If a CFO needs to hire a consultant, Todd says their role should only be that of a coach or someone who "quietly sits with them during negotiations and gently kicks them under the table."
However, help also can come from within the hospital, she says. "Board members generally come from business, so the CFO can use their expertise. That's not showing weakness. That's showing resourcefulness."
Kaufman also recommends hiring an advisor. "It could cost them $20,000 to $50,000 for their expertise, but with $1 million to $2 million on the table, it's worth it."
One way to avoid confrontational politics at the negotiating table, says Stuart, is to develop a sound relationship with each of your payers.
That strategy appears to be working for Len Dryer, CFO of Children's Hospital in Denver. At 250 beds and with net revenues of over $500 million, Children's Hospital has over 50 managed care contracts, Dryer says. But he stresses that negotiating the best terms is easier if a relationship exists between the parties.
"You've got to spend time together," he says. "They need to understand your institution and vice versa. If we know what they're selling, we can adjust our contracts. What I've done is make sure we've developed good partnerships. I've spent years building partnerships because we really are partners."

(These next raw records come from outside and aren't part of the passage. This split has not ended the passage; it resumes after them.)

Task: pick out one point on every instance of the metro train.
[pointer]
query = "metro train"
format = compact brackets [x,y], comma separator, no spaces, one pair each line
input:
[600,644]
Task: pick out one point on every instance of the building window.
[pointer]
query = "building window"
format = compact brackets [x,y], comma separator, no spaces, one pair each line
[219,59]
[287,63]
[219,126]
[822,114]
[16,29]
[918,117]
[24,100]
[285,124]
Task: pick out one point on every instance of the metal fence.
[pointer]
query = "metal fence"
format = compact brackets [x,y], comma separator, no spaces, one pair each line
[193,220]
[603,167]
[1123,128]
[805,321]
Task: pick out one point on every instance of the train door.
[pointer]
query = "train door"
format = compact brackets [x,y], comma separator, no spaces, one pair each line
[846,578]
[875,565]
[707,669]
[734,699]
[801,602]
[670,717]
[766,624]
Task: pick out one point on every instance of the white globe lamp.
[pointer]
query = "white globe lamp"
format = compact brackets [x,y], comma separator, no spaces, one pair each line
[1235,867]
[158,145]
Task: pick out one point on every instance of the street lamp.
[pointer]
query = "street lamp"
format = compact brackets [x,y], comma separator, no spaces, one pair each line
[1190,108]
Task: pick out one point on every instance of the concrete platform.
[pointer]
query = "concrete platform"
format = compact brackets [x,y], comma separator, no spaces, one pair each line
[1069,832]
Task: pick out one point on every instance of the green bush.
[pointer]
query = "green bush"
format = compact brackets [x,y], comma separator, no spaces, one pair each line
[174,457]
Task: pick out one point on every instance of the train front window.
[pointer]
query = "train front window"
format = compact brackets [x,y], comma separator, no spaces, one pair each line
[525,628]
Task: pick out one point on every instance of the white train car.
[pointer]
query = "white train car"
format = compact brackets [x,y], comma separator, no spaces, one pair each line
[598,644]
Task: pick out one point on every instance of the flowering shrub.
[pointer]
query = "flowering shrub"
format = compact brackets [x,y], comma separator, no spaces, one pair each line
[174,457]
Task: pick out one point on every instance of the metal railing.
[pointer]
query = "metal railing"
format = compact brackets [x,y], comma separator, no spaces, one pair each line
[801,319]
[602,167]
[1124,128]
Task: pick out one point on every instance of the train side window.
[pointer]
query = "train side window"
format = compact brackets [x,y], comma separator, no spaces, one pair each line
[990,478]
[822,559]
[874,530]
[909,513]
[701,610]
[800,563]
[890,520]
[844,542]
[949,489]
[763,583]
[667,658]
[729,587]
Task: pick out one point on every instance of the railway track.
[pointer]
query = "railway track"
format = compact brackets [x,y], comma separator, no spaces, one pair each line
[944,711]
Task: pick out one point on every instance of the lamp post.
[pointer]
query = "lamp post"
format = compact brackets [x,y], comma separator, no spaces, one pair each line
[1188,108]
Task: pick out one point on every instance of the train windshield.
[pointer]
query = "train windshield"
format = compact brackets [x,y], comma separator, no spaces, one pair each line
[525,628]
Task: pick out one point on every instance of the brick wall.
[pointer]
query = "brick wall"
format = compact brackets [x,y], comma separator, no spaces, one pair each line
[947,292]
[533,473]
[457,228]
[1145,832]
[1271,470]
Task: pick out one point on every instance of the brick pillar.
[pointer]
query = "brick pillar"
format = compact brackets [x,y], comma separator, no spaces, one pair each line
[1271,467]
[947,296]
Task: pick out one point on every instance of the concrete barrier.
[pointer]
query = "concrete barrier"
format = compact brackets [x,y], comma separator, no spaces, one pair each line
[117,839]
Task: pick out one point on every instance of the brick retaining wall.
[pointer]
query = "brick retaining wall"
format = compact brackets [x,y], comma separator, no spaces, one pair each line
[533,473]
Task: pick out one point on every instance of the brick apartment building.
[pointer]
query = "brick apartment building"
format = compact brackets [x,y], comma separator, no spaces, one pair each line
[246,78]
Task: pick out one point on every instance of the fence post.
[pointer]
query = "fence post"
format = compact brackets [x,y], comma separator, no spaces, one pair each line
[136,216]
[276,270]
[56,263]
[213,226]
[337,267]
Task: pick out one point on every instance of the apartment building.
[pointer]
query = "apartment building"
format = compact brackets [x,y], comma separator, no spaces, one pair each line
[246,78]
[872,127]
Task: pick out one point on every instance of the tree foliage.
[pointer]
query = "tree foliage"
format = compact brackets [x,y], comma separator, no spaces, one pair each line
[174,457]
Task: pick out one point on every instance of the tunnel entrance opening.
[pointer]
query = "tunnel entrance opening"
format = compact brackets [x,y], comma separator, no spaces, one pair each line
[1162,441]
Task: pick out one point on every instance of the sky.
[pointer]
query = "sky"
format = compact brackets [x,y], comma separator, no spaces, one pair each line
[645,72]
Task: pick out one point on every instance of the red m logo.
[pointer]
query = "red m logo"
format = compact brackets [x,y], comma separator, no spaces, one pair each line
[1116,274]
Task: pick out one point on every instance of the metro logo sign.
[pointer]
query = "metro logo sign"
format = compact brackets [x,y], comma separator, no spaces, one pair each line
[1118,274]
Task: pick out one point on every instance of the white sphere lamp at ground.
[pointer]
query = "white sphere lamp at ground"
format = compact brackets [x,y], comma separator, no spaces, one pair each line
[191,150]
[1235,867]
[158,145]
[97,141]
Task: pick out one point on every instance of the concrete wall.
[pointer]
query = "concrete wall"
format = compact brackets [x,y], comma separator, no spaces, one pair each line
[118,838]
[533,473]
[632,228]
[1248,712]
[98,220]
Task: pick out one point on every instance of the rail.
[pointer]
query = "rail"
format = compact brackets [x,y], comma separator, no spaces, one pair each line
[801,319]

But Dryer admits that he often will nurture these relationships "above the level of the contract." Meeting for lunch or playing a round of golf together is not out of the question, he says.
As for his own role in negotiations, Dryer says it depends. "I have a staff of five in the managed care department who do contracting. But that doesn't mean I don't get involved if we're stuck on price or structure. The more I stay out of it the better. When I have to come in, I can either be the good guy or the bad guy."
Consultants advise CFOs or their designated representatives to read the fine print. "Most CFOs focus on the figures but not on the language," Todd says. "Many health plans give you a rate but hide the 'gotchyas' in the language of the contract. All too often the loopholes are buried in the language."
Dryer knows that from experience. "We've had some payers recently who ratcheted-down on radiology tests. And it was in the language."
Dryer's response to the payers was simple and straightforward: "If it's medically necessary, we'll do the tests and you'll pay."
Another problem associated with language is that there can be "cross communication" between negotiators because each views certain terms in the context of their working environments, says Stuart. One example is basing payments on DRGs.
"Each managed care company, for example, has their own DRGs which are not necessarily the same as Medicare's DRGs," she says.
And that's something CFOs need to consider when balancing reimbursements from Medicare and managed care companies, says Randy Cook, senior medical practice consultant at State Volunteer Mutual Insurance Co. in Brentwood, Tenn.
"You need to know what you're getting paid on a net basis," he says. "You need to do an analysis for net rates for all payers including Medicare and Medicaid. And part of that analysis should look at what your cost is for every service, because costs not paid by Medicare must be shifted to commercial payers."
Dryer says he's found it easier to spread contracts over the year, anticipating the percentage increase of each at time of renewal when he's drafting his annual operational budget.
But Kaufman says, "The rule is you're not going to get any increase in rates until you terminate the contract. If you're looking for a significant increase over 5 percent, you need to terminate the contract and renegotiate."
But a hard and fast rule here won't work, says Dryer, noting, "It all depends on your relationship with the payer."
Richard Rogoski is a contributing writer based in Durham, N.C.